The 20 marks i.e. subtask 1 was meant to pass if we take xor of every subarray starting from 1, i.e. (1-1, 1-2, 1-3, 1-4) by linear traversing, instead of using previous xor value.
Mate, there’s no limit to efficieny. I have just checked and found that fastest c++ has runtime of 0.03 seconds…
Keep trying till u get the best runtime…
Wow… Something random it is…
Use 2d array instead of map.
Did the same mistake
tried but it also failed !
Well, sorry it ran in 0.16 seconds - I hadn’t used fast I/O methods. I’m a newbie around here, so I didn’t know about it at that point
Interesting, is there a way to break it? Actually for small N’s your program kind of goes over all permutations, for large N’s, it is very hard to construct a counterexample that can break it.
For maximum frequency = 2, i can guarantee that we can’t fault this solution, because of very high number of acceptable permutations of given array.
In case we are given maximum frequency X instead of 2, worst case for this solution would be
N = 2*x followed by N elements. N elements shall consist of i values being a, and remaining i being b.
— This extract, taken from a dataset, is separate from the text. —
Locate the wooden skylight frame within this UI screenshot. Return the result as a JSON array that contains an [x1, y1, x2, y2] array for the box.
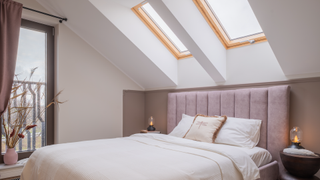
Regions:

Even in this case, probability of favourable permutations is (i!)^2/(2*i)!.
But this was the probability of getting correct answer in one iteration.
So we need to make N upto a limit, for which (MAX_ITER*(i!)^2)/(2*i)! Will be reasonably less, say below 0.5.
After finding a suitable N, Set T, then following test case T times.
N (as found above)
(a a a … i times) (b b b…i times)
I believe this test file will fail not only this, but any randomized algorithm.
ONLY IF WE MAXIMUM FREQUENCY WAS GIVEN X UPTO N/2.
Coreect me if i am wrong, as this is my first time developing a test case to hack a randomized solution.
thanks taran…
Exactly what i did ^
Exact brute force aolution of this problem.
I am not getting the use os many variables in ur code, which makes the code complicates to find the bug.
So, i would suggest, make a buildBlock(blockno) function, which rebuild block. Whenever there’s an update, just change A[i] and call updateBlock(i/BlockSize). Dont complicate things.
For query, if i belong to first block, calculate answer using brute force, else set prwv = 0, run loop from j = 0 to j< i/blocksize, add map[j].get(prev^k) to count and set prev = prev^xor[j].
Run another loop from j = (i/blocksize)*blocksize to j<= i, prev = prev^A[j], if prev==k, count++. Print count.
Well, you must be tired to hear this again and agin, but practice ia the obly way :). You have to spend quality time with algorithms
First thing, no need to maintain update array, we can calculate the prev value on the run. Calculating update also increase our work, with ni benefit.
Second thing, U too are complicating your solution, so i would recommend implementing it the way i mentioned in a comment above. Keep things simple, so that debugging is simple.
Friend, i haven’t solved this problem using segtree. I don’t even think there’s are solution using segment trees. The only other solution i know MIGHT be using trie, but i haven’t seen any such solution. Square root decomposition is the most easy one.
If you have any different solution, i would like to see.
No problem…
Friend, though your approach is correct and can work, There are much simpler approaches available.
In the second loop where (i+1) < n && a[i]!=b[i+1]
add one more condition a[i+1] != b[i]
Same for i-1.
Also, You can use the above O(N^2) solution i explained for N <= 4 and Your solution for N>4.
Keep coding.